Let’s face it, this is a tough time.  People are breaking down.  Especially where children aren’t going back to school, working parents are struggling to manage emotionally on a day-to-day basis.  Many are caring for their parents or sick relatives, or alternatively, the pain of being alone much of the time.  With so many pressures on top of what was already going on in our daily lives, it is easy to become overwhelmed.  I love the quote, “Happiness is managing expectations.”  One of the best ways to navigate stress and anxiety of this time is to manage expectations – both of others and yourself.

Managing the Expectations of Others

Many people’s to-do list is so long it doesn’t fit on the paper anymore.  When stress runs high, heaven help the person who calls up to ask where their report is at 7:00 in the evening! Instead of getting so close to the edge that we are toppled by the last straw, it helps to manage the expectations of other people upfront.  This includes setting realistic response times and refusing to commit to time frames that you know you can’t meet.  It is easier to tell people that you can’t meet their preferred deadline during the first conversation, rather than agreeing to the deadline, panicking as it gets closer, and letting someone down at the last minute.  It may feel hard in the moment, but over time, it will save you tremendous grief by setting proper expectations upfront.

It pays to be strategic.  If your boss gives you yet another piece of work, ask him or her what they would like you to de-prioritize so that you can complete the new assignment.  This simple question can remind the boss that there must be trade-offs, at least in terms of prioritization of work, if more is to be assigned.  The conversation about priorities and shifted deadlines also helps to put you and your boss on the same page as to what is the most important piece of work to complete. You are much likely to keep your boss happy if you agree on what is most critical to finish.

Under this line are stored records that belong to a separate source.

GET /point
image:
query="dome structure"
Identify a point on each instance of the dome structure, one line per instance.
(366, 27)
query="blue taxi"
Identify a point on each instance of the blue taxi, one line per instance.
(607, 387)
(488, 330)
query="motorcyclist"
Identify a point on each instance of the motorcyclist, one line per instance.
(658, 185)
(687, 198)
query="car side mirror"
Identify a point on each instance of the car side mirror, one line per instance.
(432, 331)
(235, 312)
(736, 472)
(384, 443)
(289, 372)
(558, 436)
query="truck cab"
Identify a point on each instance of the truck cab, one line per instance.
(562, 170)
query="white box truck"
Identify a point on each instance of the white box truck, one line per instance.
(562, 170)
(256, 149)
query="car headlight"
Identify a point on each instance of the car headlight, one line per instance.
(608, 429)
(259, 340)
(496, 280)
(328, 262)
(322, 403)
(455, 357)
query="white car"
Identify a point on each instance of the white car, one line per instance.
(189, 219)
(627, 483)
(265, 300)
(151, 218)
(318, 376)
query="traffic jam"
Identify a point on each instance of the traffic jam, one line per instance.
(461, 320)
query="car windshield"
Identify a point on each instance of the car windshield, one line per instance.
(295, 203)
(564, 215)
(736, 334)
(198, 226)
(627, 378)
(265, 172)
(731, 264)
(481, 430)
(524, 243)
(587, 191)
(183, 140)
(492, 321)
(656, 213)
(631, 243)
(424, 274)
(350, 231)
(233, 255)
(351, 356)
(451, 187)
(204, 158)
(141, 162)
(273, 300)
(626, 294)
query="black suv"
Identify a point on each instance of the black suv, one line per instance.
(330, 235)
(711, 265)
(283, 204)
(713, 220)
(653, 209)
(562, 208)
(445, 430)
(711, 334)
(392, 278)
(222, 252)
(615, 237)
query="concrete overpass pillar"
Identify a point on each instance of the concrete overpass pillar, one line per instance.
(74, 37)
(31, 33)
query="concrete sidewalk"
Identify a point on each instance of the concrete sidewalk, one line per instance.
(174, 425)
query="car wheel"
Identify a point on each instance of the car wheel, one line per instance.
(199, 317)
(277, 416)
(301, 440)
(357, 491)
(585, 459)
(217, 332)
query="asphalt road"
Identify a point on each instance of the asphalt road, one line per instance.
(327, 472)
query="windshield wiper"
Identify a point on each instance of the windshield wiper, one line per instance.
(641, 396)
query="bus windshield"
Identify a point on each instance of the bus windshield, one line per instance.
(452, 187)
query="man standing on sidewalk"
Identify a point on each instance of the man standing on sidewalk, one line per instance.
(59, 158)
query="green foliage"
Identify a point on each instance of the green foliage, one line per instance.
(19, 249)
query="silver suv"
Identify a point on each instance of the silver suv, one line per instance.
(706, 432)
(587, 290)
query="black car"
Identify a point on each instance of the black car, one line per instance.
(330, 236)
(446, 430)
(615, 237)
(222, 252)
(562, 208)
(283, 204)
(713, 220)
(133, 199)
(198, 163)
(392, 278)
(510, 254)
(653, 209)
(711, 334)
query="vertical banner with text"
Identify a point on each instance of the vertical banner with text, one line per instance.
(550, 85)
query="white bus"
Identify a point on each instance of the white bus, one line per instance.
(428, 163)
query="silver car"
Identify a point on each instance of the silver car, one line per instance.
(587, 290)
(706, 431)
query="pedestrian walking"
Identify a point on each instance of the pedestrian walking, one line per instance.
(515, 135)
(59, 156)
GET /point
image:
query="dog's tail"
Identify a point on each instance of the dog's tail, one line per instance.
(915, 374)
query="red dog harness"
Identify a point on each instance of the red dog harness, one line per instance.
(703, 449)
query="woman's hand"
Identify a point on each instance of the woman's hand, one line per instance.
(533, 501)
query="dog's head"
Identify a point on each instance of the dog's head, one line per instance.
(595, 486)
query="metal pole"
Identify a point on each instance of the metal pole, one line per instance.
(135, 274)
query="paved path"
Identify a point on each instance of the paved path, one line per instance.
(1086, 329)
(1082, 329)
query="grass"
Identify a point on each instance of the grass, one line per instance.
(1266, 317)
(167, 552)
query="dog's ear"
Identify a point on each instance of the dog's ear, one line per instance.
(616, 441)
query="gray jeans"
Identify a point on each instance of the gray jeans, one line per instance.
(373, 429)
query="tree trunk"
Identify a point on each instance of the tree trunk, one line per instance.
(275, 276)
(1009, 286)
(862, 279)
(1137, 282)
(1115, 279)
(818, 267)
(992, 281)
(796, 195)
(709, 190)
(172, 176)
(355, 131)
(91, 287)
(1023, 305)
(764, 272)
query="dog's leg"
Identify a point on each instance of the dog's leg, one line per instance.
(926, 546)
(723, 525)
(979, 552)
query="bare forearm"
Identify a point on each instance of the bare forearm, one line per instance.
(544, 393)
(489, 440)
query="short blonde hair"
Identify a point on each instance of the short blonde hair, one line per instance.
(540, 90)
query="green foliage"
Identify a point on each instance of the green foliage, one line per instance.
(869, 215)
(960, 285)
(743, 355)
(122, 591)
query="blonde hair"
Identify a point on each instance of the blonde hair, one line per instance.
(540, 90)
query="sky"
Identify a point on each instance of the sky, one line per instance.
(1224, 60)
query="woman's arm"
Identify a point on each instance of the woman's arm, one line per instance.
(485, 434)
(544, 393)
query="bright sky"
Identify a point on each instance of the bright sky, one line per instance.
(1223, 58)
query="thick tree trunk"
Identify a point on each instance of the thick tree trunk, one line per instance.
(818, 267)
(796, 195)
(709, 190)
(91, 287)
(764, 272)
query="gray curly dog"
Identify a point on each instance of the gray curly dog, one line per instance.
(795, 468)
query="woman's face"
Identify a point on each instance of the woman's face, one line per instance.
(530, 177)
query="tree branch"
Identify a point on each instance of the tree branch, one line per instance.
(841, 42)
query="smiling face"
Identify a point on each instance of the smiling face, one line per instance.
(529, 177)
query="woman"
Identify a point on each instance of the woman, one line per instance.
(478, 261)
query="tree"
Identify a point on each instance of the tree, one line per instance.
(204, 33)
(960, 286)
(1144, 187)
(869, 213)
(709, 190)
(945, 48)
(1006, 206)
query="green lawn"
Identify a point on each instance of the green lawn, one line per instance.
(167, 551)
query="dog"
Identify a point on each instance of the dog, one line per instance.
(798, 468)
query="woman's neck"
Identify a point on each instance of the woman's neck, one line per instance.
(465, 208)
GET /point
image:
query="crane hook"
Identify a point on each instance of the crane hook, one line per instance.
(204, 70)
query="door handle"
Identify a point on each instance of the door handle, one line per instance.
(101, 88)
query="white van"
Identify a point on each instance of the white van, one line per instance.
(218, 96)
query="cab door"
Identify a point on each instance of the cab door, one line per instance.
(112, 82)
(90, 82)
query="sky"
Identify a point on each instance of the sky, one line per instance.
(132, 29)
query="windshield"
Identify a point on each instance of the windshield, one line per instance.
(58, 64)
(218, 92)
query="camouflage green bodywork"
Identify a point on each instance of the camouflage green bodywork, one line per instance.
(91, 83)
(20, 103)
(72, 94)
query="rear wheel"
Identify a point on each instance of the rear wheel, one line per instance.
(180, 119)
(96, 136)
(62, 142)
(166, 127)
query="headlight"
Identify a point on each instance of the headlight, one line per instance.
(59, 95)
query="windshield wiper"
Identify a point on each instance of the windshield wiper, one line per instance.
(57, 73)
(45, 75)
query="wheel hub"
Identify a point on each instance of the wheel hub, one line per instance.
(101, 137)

Managing Expectations of Yourself

When we think of “managing expectations,” we don’t often consider the application of the phrase to ourselves. But it’s a cliché that we are our own worst critic. When we don’t live up to our own expectations, we may punish ourselves more than anyone at work ever could without being arrested.  Managing your expectations of yourself is critical for your long-term success. 

How do you manage your expectations of yourself?  Start by being realistic about what can be done in the time available. Don’t use the best-case scenario as the starting point for what you’ll be able to accomplish.  Builders often buy 10% more tile or trim than they calculate that they’ll need, simply because in life and in sawing materials, we sometimes miss the mark.  Build time in to be interrupted, or for a fire to flare up. 

One of my friends has a cartoon on her fridge that says, “I think I’ll try to accomplish something today.  Like getting through it.”  Keep your expectations of what is possible in check.

Under-promising and Over-delivering

One of the best things about managing the expectations of others and yourself is that you allow for the opportunity to under-promise and over-deliver.  Business owners are told to “surprise and delight” their customers to earn their long-term loyalty.  By setting expectations properly in the beginning, you allow yourself the opportunity to surprise and delight.  At that point, the worst-case scenario is living up to the expectations you set to begin with, which is a very good outcome regardless.